The filing of the lawsuit allowed her to legally get Mr. Oh’s address, and in March, she rang the bell at his expensive apartment in Seoul. His wife answered the door. In rudimentary Korean, Ms. Bos told the woman why she was there. After a while, Mr. Oh stepped out.

“I then confronted him and asked, ‘Do you know my face?’ and asked if he knew my name, Kang Mee-sook,” she said.

The man was stoic, but “didn’t reply and just waved me away,” she said.

With that, the door was closed.

When she visited again, one of the half sisters came to the door and told her that she was trespassing and that she was not family.

But Ms. Bos convinced the court to order Mr. Oh to take a DNA test. The result came in April: It found a 99.9981 percent probability that Mr. Oh and Ms. Bos were father and daughter.

Mr. Oh could not be reached for comment. He did not have a lawyer, nor did his family represent itself during court hearings, including one held on Friday.

If Ms.
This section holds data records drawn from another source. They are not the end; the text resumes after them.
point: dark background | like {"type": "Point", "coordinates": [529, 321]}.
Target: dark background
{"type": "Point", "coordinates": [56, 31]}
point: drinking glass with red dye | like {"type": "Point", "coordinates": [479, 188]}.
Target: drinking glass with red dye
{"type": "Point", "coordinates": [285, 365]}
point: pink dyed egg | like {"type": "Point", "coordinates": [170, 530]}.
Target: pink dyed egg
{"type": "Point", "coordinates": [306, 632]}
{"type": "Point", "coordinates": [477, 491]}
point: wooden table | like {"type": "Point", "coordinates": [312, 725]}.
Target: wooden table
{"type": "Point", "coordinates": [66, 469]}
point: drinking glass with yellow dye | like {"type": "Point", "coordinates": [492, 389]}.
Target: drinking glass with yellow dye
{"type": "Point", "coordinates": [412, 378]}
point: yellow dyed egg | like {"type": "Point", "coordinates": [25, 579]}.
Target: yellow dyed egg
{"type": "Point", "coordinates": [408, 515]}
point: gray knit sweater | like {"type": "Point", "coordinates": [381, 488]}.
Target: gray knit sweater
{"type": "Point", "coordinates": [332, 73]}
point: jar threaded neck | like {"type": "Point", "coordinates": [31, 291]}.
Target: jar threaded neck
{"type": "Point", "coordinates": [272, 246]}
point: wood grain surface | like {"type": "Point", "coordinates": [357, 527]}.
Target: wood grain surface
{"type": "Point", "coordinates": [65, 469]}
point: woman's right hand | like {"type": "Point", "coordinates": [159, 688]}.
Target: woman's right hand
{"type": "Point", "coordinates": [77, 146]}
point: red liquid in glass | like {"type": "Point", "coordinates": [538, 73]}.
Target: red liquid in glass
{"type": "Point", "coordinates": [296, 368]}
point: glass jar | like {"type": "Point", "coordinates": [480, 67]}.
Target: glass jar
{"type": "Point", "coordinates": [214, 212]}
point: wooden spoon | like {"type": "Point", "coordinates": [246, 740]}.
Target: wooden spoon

Bos wins her lawsuit next week, her assumed half sisters can no longer stop her from meeting her father. But the man still cannot be forced to meet her, said her lawyer, Yang Jeong-eun.

Ms. Bos said her lawsuit would still have been worth it because it highlighted the pain and rejection Korean adoptees faced in their birth country when searching for their roots.

“Even if my father is now 85 and even because he is 85, he too should still be held accountable and provide answers to why I was abandoned and who my mother is,” she said.

Ms. Bos has also considered the possibility that her birth mother might also want to keep their past a secret.

“But to be honest, as I feel it’s a fundamental right for us as abandoned children to know our pasts, this too has to be done,” she said. “More and more of us are coming back for answers, and Korean society needs to change and allow this shame to be turned into reconciliation and forgiveness.”